Division of Ambulatory Medicine, Department of Medicine, Faculty of Medicine Siriraj Hospital, Mahidol University, Bangkok 10700, Thailand.
J Clin Med. 2023 Dec 11;12(24):7617. doi: 10.3390/jcm12247617.
Scoring systems for metabolic dysfunction-associated steatotic liver disease (MASLD) in individuals with prediabetes have not been extensively explored. This study aimed to investigate the prevalence of MASLD and to develop predictive tools for its detection in high cardiometabolic people with prediabetes. A cross-sectional study was conducted using baseline data from the prediabetes cohort. All participants underwent transient elastography to assess liver stiffness. MASLD was defined using a controlled attenuation parameter value > 275 dB/m and/or a liver stiffness measurement ≥ 7.0 kPa. Cases with secondary causes of hepatic steatosis were excluded. Out of 400 participants, 375 were included. The observed prevalence of MASLD in individuals with prediabetes was 35.7%. The most effective predictive model included FPG ≥ 110 mg/dL; HbA1c ≥ 6.0%; sex-specific cutoffs for HDL; ALT ≥ 30 IU/L; and BMI levels. This model demonstrated good predictive performance with an AUC of 0.80 (95% CI 0.73-0.86). At a cutoff value of 4.5, the sensitivity was 70.7%, the specificity was 72.3%, the PPV was 58.8%, and the NPV was 81.5%. Our predictive model is practical, easy to use, and relies on common parameters. The scoring system should aid clinicians in determining when further investigations of MASLD are warranted among individuals with prediabetes, especially in settings with limited resources.

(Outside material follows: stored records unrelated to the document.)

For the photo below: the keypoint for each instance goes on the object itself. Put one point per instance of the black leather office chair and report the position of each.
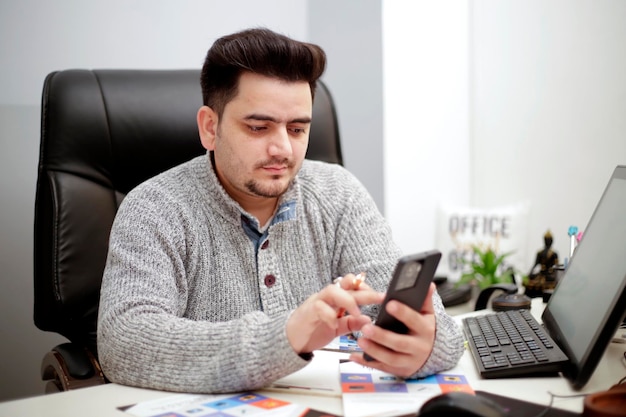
(102, 133)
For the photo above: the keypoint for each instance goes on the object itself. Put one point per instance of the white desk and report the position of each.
(104, 400)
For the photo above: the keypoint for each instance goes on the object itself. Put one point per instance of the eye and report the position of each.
(298, 130)
(256, 128)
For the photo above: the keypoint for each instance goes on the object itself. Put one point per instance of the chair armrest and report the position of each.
(70, 366)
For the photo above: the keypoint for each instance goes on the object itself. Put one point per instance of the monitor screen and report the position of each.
(589, 301)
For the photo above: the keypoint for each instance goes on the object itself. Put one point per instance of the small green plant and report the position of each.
(485, 269)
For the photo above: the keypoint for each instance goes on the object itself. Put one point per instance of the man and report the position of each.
(220, 271)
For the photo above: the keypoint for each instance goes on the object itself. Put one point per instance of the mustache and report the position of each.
(276, 161)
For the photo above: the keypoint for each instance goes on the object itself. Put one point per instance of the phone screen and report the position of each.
(409, 285)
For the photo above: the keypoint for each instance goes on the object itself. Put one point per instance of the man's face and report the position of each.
(261, 139)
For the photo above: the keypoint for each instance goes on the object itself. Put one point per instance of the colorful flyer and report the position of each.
(227, 405)
(369, 392)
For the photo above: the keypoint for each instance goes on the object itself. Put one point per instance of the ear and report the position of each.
(207, 126)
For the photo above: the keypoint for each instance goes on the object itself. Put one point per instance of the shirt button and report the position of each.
(270, 280)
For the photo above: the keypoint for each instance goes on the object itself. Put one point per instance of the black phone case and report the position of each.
(413, 296)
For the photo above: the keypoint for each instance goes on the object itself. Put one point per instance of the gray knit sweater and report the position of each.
(188, 303)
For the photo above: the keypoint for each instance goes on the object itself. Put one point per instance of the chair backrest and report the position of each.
(102, 133)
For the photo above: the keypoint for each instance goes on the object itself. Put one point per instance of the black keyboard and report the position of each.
(511, 343)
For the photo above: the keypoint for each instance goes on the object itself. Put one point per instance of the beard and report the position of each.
(275, 189)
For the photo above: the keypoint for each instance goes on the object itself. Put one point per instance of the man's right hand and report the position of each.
(316, 322)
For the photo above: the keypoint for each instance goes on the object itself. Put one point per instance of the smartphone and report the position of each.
(409, 285)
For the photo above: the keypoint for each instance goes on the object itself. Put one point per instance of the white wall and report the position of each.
(491, 102)
(548, 108)
(426, 115)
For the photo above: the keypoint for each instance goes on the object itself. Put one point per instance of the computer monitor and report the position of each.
(589, 302)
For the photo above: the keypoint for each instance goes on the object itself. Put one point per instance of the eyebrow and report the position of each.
(262, 117)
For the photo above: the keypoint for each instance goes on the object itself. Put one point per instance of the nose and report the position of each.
(280, 143)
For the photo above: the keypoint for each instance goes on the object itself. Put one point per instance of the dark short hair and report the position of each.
(259, 51)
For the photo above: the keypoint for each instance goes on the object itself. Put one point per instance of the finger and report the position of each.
(428, 307)
(350, 281)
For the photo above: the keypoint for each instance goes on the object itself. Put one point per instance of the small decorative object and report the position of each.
(487, 268)
(543, 274)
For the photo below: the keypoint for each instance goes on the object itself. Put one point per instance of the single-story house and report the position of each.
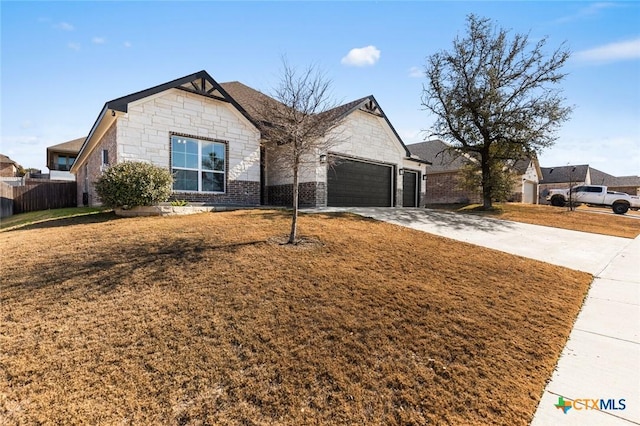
(8, 167)
(563, 177)
(61, 157)
(443, 175)
(183, 123)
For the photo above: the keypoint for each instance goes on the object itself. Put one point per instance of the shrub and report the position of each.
(133, 183)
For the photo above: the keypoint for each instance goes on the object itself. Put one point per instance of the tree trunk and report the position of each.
(294, 218)
(486, 182)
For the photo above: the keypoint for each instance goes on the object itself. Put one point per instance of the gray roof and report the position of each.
(565, 174)
(442, 156)
(72, 146)
(252, 101)
(4, 159)
(601, 178)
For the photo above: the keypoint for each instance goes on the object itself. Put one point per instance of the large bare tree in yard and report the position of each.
(299, 127)
(495, 97)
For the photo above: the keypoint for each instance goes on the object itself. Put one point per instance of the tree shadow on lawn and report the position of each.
(441, 220)
(69, 221)
(107, 269)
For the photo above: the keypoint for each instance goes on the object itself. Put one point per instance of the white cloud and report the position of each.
(416, 72)
(620, 51)
(64, 26)
(361, 57)
(591, 10)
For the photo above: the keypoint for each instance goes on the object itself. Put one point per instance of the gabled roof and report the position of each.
(71, 147)
(252, 100)
(564, 174)
(6, 160)
(200, 83)
(443, 157)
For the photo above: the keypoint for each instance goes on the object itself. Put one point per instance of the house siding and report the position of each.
(444, 188)
(86, 178)
(361, 136)
(144, 134)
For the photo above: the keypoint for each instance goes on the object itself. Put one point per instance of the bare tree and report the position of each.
(493, 97)
(299, 127)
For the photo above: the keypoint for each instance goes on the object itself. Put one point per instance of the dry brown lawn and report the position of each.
(205, 319)
(585, 219)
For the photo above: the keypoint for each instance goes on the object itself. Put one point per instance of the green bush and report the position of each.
(133, 183)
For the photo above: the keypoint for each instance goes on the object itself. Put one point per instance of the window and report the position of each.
(197, 165)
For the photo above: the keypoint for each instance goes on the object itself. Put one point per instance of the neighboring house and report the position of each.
(563, 177)
(8, 167)
(443, 176)
(206, 134)
(9, 171)
(61, 157)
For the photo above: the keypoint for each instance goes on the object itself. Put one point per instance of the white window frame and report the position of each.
(200, 170)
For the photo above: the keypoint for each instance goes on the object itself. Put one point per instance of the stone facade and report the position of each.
(144, 134)
(239, 192)
(93, 168)
(8, 170)
(359, 134)
(443, 188)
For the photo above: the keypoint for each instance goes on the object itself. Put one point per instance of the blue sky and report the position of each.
(61, 61)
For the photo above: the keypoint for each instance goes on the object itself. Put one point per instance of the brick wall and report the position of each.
(442, 188)
(311, 194)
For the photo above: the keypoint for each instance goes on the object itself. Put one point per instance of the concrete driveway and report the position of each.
(601, 360)
(572, 249)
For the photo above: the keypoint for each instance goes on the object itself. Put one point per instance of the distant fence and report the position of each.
(39, 196)
(6, 200)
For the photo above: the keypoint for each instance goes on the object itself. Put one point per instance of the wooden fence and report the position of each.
(6, 200)
(44, 196)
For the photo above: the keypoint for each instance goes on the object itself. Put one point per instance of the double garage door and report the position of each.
(352, 183)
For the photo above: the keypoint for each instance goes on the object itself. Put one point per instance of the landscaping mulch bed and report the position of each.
(208, 319)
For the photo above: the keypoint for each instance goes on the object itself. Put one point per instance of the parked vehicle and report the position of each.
(594, 195)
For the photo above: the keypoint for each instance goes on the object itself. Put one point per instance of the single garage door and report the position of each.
(409, 189)
(352, 183)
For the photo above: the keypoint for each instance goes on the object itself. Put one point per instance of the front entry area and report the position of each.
(410, 188)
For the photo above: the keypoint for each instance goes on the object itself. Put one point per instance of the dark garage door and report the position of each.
(409, 189)
(358, 184)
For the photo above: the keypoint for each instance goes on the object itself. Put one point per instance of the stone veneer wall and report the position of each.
(94, 163)
(239, 192)
(7, 170)
(442, 188)
(311, 194)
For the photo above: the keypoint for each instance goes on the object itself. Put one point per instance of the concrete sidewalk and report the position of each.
(601, 359)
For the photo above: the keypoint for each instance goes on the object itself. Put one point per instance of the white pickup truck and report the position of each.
(594, 195)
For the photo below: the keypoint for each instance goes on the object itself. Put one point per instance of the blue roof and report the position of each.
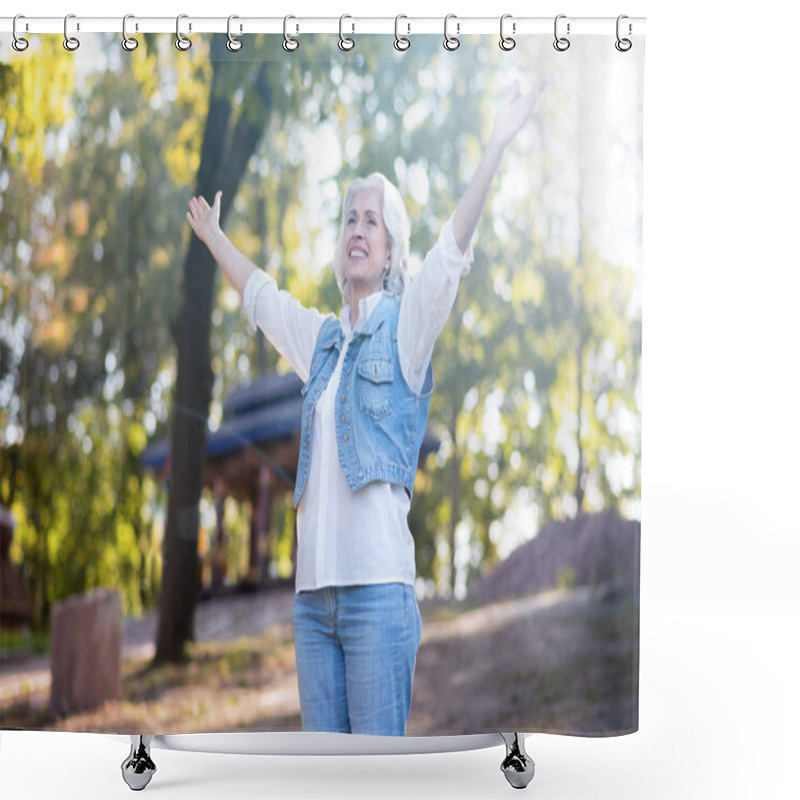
(264, 411)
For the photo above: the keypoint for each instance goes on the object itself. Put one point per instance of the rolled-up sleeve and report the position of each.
(290, 328)
(427, 303)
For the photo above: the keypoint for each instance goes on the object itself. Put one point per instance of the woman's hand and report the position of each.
(513, 112)
(203, 218)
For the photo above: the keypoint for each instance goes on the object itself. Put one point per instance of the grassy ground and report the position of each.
(560, 661)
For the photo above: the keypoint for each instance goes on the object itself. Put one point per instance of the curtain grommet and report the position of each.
(129, 43)
(233, 44)
(451, 42)
(71, 43)
(345, 42)
(289, 43)
(19, 43)
(507, 42)
(623, 44)
(401, 43)
(182, 43)
(561, 43)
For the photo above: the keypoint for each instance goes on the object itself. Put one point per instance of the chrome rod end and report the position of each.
(518, 766)
(138, 768)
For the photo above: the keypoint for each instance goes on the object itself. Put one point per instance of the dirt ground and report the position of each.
(558, 661)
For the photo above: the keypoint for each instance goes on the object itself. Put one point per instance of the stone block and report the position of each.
(86, 650)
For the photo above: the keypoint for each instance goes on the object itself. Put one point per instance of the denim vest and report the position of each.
(380, 422)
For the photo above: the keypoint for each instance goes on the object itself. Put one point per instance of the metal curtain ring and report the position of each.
(345, 42)
(233, 44)
(70, 42)
(19, 43)
(400, 42)
(182, 42)
(128, 42)
(450, 42)
(561, 43)
(289, 44)
(623, 45)
(506, 42)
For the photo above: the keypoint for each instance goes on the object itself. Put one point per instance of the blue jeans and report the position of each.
(356, 647)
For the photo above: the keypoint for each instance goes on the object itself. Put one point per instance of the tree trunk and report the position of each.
(223, 159)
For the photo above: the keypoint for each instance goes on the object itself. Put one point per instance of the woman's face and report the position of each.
(365, 243)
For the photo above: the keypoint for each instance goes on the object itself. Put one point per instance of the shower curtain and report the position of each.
(151, 435)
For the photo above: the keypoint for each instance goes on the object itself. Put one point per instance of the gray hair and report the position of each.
(395, 218)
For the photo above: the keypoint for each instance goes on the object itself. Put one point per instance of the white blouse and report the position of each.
(348, 538)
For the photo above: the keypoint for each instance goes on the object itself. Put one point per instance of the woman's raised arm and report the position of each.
(510, 117)
(204, 220)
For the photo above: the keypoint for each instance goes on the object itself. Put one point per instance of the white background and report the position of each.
(720, 694)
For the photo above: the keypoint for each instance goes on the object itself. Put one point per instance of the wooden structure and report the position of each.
(252, 457)
(16, 609)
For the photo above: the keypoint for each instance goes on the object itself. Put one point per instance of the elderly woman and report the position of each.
(368, 383)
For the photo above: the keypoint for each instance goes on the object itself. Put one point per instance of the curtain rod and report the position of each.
(294, 25)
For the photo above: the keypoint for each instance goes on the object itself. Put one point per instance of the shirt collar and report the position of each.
(365, 308)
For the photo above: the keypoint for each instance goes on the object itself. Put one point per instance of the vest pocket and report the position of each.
(375, 387)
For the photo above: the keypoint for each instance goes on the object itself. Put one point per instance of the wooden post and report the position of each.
(218, 555)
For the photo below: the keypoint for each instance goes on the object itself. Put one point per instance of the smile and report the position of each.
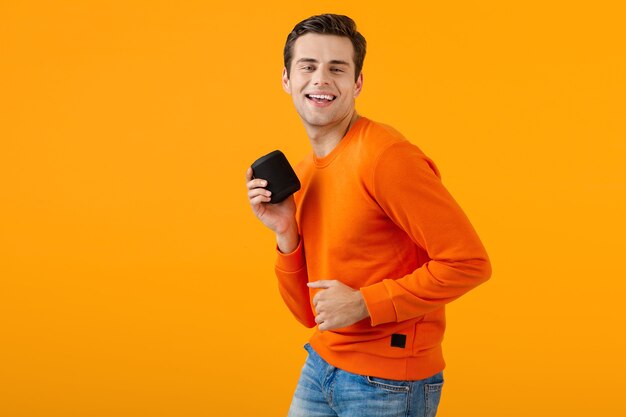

对于糖尿病前期个体的代谢功能障碍相关脂肪性肝病(MASLD)评分系统尚未得到广泛研究。本研究旨在调查MASLD的患病率,并开发用于在高心血管代谢风险的糖尿病前期人群中检测该病的预测工具。利用糖尿病前期队列的基线数据进行了一项横断面研究。所有参与者均接受瞬时弹性成像以评估肝脏硬度。MASLD的定义为控制衰减参数值>275 dB/m和/或肝脏硬度测量值≥7.0 kPa。排除有肝脂肪变性继发原因的病例。400名参与者中,375名被纳入研究。糖尿病前期个体中MASLD的观察患病率为35.7%。最有效的预测模型包括空腹血糖(FPG)≥110 mg/dL;糖化血红蛋白(HbA1c)≥6.0%;高密度脂蛋白(HDL)的性别特异性临界值;谷丙转氨酶(ALT)≥30 IU/L;以及体重指数(BMI)水平。该模型显示出良好的预测性能,曲线下面积(AUC)为0.80(95%可信区间0.73 - 0.86)。在临界值为4.5时,敏感性为70.7%,特异性为72.3%,阳性预测值(PPV)为58.8%,阴性预测值(NPV)为81.5%。我们的预测模型实用、易于使用且依赖于常见参数。该评分系统应有助于临床医生确定在糖尿病前期个体中何时有必要对MASLD进行进一步检查,尤其是在资源有限的情况下。